Because sometimes I feel compelled to look back, like I did last night as I tried to quiet the worries that come with full-blown adulthood, a worry much different from the ones I used to possess.

In a few weeks, my little sister will be moving her family to the ranch. They’ll build a house right down the road from us. When they’re all bigger, our girls will be able to meet on their bikes to play. In fact, if the wind is right and they find a hill, they could stand outside and yell to make plans.

Time will tell if they ever figure that one out — the same way time has shown us.

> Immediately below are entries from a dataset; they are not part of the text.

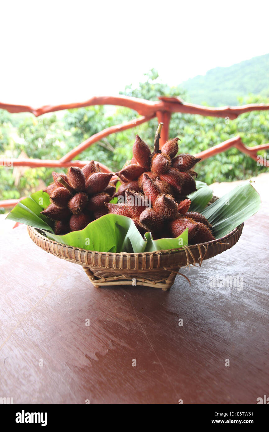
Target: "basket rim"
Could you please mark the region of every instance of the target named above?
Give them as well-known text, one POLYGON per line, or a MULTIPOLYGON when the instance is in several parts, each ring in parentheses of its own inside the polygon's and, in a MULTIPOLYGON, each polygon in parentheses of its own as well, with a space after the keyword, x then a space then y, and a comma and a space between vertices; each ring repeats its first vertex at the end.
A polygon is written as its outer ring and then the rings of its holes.
MULTIPOLYGON (((220 237, 219 238, 215 238, 213 240, 210 240, 209 241, 205 241, 203 243, 196 243, 195 245, 188 245, 188 248, 190 250, 192 249, 196 249, 197 245, 199 246, 206 246, 207 245, 215 245, 218 243, 222 242, 223 241, 227 240, 229 239, 230 237, 232 237, 235 233, 239 231, 241 228, 243 229, 243 227, 244 226, 244 222, 242 222, 239 225, 234 228, 232 231, 231 231, 226 235, 224 235, 222 237, 220 237)), ((110 255, 111 256, 120 256, 122 255, 125 256, 141 256, 142 255, 146 255, 146 256, 150 256, 150 255, 153 254, 156 255, 165 255, 166 254, 170 254, 173 253, 180 253, 181 251, 184 251, 184 248, 183 247, 180 248, 177 248, 174 249, 159 249, 158 251, 153 251, 152 252, 101 252, 99 251, 92 251, 89 249, 83 249, 82 248, 78 248, 77 246, 70 246, 70 245, 66 245, 64 243, 61 243, 59 241, 57 241, 56 240, 53 240, 50 238, 48 238, 47 237, 45 237, 42 234, 41 234, 40 232, 37 230, 36 228, 35 228, 33 226, 31 226, 30 225, 27 225, 27 229, 28 231, 32 231, 34 232, 38 237, 41 238, 42 240, 45 240, 46 241, 48 241, 49 242, 52 244, 55 244, 59 246, 62 246, 63 247, 71 248, 75 250, 81 251, 84 251, 86 252, 87 253, 95 253, 95 254, 101 254, 105 255, 110 255)))

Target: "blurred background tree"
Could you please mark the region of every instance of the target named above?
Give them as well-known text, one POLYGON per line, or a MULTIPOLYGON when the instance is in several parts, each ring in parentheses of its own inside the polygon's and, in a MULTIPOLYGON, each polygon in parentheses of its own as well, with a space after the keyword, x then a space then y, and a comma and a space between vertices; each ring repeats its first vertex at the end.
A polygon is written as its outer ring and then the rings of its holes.
MULTIPOLYGON (((161 95, 186 98, 180 86, 170 87, 160 82, 158 72, 152 69, 137 88, 127 86, 121 94, 148 100, 161 95)), ((265 96, 250 95, 239 98, 238 104, 268 103, 265 96)), ((0 110, 0 151, 8 157, 58 159, 92 135, 113 125, 133 120, 137 113, 124 108, 92 106, 44 115, 38 118, 29 114, 10 114, 0 110)), ((158 120, 113 134, 91 146, 77 159, 94 159, 114 171, 120 169, 132 157, 132 147, 138 133, 152 146, 158 120)), ((252 111, 235 120, 203 117, 176 113, 170 122, 171 137, 178 137, 180 151, 194 154, 240 134, 250 146, 269 141, 269 111, 252 111)), ((263 152, 261 152, 263 154, 263 152)), ((204 161, 196 169, 199 180, 210 184, 249 178, 269 171, 236 149, 230 149, 204 161)), ((51 181, 52 168, 0 167, 0 199, 19 198, 43 187, 51 181), (42 180, 41 181, 41 179, 42 180)), ((61 169, 57 170, 59 172, 61 169)))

Seven years ago, I sat with my little sister on the love seat in the back room of my parent’s house while she was home deciding the next step to take after college, deciding whether or not to move back. And we were a bit younger then, but the same amount of uncertain about how it might all turn out.

The love seat was small and so my sister and I were shoulder to shoulder, and my other shoulder was smashed up against my husband’s leg as he leaned back, sprawled out on the arm of the overstuffed piece of furniture. The three of us, we were a sandwich, and I was the lettuce, the cheese, the pickle, mayo and turkey. They were the bread and we were everything you needed for a good bite.

We closed our eyes and listened to dad blow the air from his lungs through the harmonica he wore around his neck. We heard a lonesome sound, one that’s familiar and haunting.

I got a shotgun, a rifle and a four-wheel drive

And a country boy can survive…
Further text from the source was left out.